When the miracle does not come

Sometimes we pray for miracles, and the miracle does not occur. We may pray for a loved one to be healed of an illness or disease. When healing does not occur, we may think that our prayers are unanswered. We may wonder if we prayed correctly, if we prayed hard enough or if we prayed with enough faith. We may question God’s ability and why God healed that person but not this person. We read in Scripture that people’s faith made them well, such as when Jesus healed ten lepers in Luke 17:11-19. When we pray for a miracle and one does not come, again we ask, “What does that tell us about God and about ourselves?”

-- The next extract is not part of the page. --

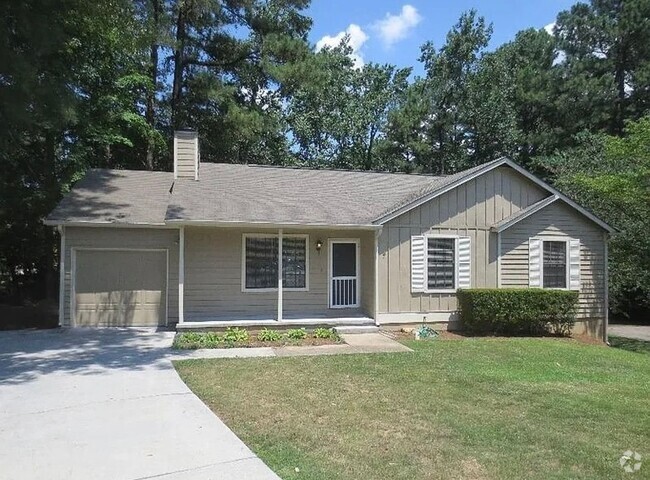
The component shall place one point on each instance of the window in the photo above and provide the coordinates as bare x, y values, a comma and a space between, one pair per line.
441, 263
554, 269
261, 262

In her book “In God’s Presence: Theological Reflections on Prayer,” Marjorie Hewitt Suchocki discusses what it means to pray for healing and offers a way to see God’s hand when the healing we hope for does not come. She points out that a part of being human means that we are mortal. Our lives will come to a definite end. The miracle is that we survive so many illnesses, accidents and crises within that lifetime. Suchocki tells the story of when her mother lay dying in the hospital. Suchocki writes of her frustration when watching a sore on her mother’s stomach, caused by an adhesive bandage, that showed signs of healing, yet cancer continued to eat away her life. She pleaded in her anger, “God, you are healing this stupid sore, but it’s not her sore that’s the problem, it’s her liver; why can’t you do something about that?” Through that experience, Suchocki came to understand that healing takes many forms, sometimes physical and sometimes not. She says, “There is a health that is deeper than death.”

We all stand in need of healing in many different ways. Prayers of healing offered to God may produce results in ways, in places, and in people we did not expect. Sometimes the healing that truly needs to happen is within a hurting family or estranged relationship before our loved one passes. Sometimes the person offering the prayer receives healing by seeing the world or the situation differently. When we pray for healing of a terminal illness, we may be surprised to see healing in other ways. Once again we discover God’s involvement in healing of some type, and we find the miracle after all.

Believing

In 2010, a Pew Forum on Religion survey revealed that “nearly 80%” of Americans “believe in miracles.” One wonders, though, if a definition of the term miracle accompanied the survey. If the definition had included the idea of God revealing something through the event, would the percentage have changed? Or do people assume a supreme being is involved in what we name as miracles?

Paul teaches that miracles are from God and are a spiritual gift given to the church by God. We may not always recognize miracles, since they may appear as something we did not hope for but desperately needed. Miracles, or God’s acts of wonder, are a part of our faith, whether we recognize them or whether we can name them.